There are so many kinds of fine new music current today that no one can expect to really understand them all, so we tend to oversimplify. That is particularly true in the case of a composer like Morton Feldman, whose music is so distinctive that one only needs to hear about three notes of one of his pieces in order to recognize the style. By now, I don’t think anyone denies that Feldman is one of our major composers, but I don’t think many people really listen to his music very carefully either.
‘Sure, I know Feldman,’ I hear people say. ‘He’s the guy that writes the soft sparse music with free rhythm.’ Or something like that. And once we can identify the style, and have pigeonholed the name up in our brains somewhere, we have a tendency to stop listening and go on to something else.
I have a special interest in Feldman, however, because I studied composition with him for a time, and because I know he has remarkable insight into a lot of things. So I’ve kept listening to his music, and I’ve kept discovering new things in it. And by now, every new Feldman piece I hear sounds totally different from all the others. True, the style itself never really changes, but within that style, Feldman produces a continual stream of high-quality music. And it seems to me that he doesn’t actually repeat himself nearly as much as, say, Hindemith or Milhaud did.
Feldman has always been concerned largely with the sounds of traditional instruments. Lately this has become a more conscious concern, and he has begun to use the names of the instruments as titles. He has also begun to make longer statements. Most of his recent pieces last at least 20 minutes, and one runs almost an hour. ‘Voices and Instruments,’ ‘Piano and Orchestra,’ ‘Pianos and Voices,’ and ‘Chorus and Orchestra’ are a few of the eight or 10 substantial pieces he has written since he moved to Buffalo in 1972. All are fully notated, the ‘chance’ techniques of Feldman’s early music having been long forgotten.

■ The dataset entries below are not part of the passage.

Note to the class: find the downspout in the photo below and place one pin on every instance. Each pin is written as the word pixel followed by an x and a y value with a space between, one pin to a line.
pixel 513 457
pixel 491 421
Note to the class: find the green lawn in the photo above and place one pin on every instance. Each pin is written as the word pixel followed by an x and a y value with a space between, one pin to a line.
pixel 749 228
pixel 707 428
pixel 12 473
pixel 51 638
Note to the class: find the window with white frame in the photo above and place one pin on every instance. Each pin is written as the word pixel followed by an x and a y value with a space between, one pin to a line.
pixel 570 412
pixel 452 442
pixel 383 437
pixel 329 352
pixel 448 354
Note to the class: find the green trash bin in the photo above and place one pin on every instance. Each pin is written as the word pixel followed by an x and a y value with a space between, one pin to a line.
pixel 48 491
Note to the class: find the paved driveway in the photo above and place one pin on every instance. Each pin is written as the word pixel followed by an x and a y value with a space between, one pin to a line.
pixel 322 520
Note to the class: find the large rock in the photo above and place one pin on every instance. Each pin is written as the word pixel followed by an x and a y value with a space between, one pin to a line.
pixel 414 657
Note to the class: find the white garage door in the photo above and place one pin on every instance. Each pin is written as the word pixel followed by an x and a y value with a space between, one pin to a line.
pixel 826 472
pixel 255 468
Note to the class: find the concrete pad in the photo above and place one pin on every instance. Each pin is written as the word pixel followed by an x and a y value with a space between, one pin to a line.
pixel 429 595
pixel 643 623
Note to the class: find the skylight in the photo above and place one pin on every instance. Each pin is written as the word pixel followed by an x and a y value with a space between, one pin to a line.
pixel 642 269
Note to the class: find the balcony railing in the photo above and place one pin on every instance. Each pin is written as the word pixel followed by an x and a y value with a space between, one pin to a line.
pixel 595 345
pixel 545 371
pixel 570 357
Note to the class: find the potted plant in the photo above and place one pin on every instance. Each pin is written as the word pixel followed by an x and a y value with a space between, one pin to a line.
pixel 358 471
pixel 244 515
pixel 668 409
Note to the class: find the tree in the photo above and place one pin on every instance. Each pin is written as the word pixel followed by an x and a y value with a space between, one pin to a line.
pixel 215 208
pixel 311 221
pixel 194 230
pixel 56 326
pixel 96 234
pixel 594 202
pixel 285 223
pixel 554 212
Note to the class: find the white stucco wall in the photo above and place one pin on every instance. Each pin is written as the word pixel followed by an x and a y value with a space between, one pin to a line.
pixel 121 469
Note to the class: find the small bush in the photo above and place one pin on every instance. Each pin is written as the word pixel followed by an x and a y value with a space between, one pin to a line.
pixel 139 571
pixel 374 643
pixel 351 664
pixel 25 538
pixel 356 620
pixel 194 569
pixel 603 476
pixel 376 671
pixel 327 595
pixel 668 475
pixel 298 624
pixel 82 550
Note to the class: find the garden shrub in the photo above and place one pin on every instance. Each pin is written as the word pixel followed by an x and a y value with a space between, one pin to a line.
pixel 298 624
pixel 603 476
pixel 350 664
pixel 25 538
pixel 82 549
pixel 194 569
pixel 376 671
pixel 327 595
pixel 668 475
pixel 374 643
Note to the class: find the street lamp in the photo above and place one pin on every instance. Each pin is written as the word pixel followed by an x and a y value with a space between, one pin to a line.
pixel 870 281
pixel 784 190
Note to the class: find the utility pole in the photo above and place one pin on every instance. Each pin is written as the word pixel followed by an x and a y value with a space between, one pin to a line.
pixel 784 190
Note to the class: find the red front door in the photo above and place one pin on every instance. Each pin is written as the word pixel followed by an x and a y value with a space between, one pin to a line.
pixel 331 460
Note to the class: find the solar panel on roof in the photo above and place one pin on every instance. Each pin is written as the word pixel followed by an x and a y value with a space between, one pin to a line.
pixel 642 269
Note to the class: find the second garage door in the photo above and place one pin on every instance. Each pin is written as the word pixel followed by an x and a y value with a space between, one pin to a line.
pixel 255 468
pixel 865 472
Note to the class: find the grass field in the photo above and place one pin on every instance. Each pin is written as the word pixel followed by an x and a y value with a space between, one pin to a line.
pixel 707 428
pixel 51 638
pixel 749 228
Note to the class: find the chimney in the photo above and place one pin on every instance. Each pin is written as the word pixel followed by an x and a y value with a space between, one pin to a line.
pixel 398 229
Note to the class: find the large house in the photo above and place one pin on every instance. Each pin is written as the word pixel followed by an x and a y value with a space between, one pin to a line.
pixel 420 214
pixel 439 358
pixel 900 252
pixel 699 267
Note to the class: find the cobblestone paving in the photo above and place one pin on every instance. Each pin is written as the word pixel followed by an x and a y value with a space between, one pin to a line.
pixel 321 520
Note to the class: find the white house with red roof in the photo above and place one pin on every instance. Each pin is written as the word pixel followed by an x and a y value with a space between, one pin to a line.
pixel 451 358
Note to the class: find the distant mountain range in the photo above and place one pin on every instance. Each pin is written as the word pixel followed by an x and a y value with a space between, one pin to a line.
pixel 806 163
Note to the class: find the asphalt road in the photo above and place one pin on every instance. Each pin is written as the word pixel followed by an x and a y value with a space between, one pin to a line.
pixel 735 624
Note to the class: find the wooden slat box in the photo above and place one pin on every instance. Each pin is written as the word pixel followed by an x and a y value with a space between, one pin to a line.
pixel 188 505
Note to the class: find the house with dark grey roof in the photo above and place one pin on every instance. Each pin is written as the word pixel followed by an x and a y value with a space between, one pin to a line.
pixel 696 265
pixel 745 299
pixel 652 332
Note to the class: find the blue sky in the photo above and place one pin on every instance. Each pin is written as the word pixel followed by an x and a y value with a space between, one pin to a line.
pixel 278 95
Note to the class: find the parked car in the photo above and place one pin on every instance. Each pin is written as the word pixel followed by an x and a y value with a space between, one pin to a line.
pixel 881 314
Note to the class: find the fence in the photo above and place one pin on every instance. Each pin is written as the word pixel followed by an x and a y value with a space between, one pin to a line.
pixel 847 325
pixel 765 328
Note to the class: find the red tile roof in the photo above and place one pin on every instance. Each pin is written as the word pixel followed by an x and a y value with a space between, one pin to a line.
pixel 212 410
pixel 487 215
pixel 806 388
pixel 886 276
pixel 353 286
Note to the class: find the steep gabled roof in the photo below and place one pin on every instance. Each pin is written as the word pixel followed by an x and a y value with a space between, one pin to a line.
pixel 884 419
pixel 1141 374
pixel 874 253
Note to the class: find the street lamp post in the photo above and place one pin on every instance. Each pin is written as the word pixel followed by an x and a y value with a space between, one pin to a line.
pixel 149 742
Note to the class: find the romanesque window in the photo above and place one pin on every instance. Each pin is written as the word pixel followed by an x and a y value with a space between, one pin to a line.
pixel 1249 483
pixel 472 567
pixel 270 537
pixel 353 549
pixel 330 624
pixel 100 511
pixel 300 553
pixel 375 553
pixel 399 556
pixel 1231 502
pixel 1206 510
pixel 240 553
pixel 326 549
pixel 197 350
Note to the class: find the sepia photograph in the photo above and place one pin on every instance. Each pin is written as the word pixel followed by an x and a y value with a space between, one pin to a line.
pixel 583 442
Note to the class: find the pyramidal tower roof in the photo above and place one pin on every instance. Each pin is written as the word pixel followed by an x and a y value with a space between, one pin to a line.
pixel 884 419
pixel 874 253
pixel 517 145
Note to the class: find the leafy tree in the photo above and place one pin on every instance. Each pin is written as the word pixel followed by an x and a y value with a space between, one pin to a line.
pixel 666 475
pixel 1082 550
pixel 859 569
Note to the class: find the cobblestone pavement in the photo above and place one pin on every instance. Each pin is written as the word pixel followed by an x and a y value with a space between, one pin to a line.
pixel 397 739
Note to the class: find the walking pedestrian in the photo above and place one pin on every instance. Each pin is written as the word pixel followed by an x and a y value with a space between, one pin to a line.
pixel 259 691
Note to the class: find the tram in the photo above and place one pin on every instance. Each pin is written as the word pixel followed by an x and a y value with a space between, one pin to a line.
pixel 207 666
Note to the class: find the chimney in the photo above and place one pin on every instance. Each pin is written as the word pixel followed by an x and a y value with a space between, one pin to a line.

One recent piece, called simply ‘Instruments’ (1974), received an excellent performance Friday night by the SEM Ensemble of Buffalo. The work, which lasts a little over 20 minutes, is scored for flute (Petr Kotik), oboe (Nora Post), muted trombone (James Kasprovicz), celeste (Judith Martin), and percussion (Jan Williams).
Unlike any other Feldman work I know, ‘Instruments’ has a kind of tonal center. Or is it a theme? Anyway, much of the time, the instruments play on a three-note cluster. As in all Feldman’s works, the instruments generally play isolated tones and chords, and the texture is relatively sparse. But there are also a number of gestures which never occurred in earlier pieces. The muted trombone plays occasional glissandos. A sequence of oboe tones may become almost melodic in character. Soft-timpani and bass-drum rolls occasionally intrude. At one point a quiet swish of maracas comes in, so dramatic in the context that it seems almost scary, for all its gentleness.
I was interested in finding out what Feldman would have to say about the changes in his music, and particularly about his more recent vocabulary, which I described as dramatic elements. He agreed that the glissandos and drum rolls create a tension which his music in the ’60s never had, but he feels that this tension has less to do with the materials than with the way they are used, generally entering as surprises, without being prepared in the usual ways. He also pointed out that he continues to avoid elements which have the strongest connotations, such as crescendoing drum rolls.
Later the conversation shifted to painting metaphors, and Feldman’s intentions became clearer. He was acquainted with many of the abstract expressionist painters, particularly Philip Guston, and he continues to think of his music in terms of painting. He talked about how, now that he was working on a larger scale, using larger canvases, there was a greater possibility that a strange glissando or a swish of maracas would enter the picture. One could say that his pieces of the ’60s were all-over paintings, which maintained a constant mood from beginning to end. But now, one sometimes finds areas in his canvases which stand out rather sharply from the rest of the music. It is also a question of color. While his work in the ’60s was done largely in pastels, he now uses occasional browns and greys as well.
But the most important thing about all of Feldman’s work is his uncanny sensitivity to instrumental colors. Just as an example, at one point in ‘Instruments’ the winds were playing the three-note cluster, and I found it difficult to tell whether they were all playing in the same octave or not. At first I thought the flute was an octave above the other instruments. Then it began to sound as if both the flute and oboe were playing an octave above the muted trombone. Or were they all in the same register? Normally I have a good ear for such things, but in this case I really couldn’t tell. Without ever relying on special avant-garde techniques, Feldman finds ways of putting instrumental colors together so that they sound like something we’ve never heard before.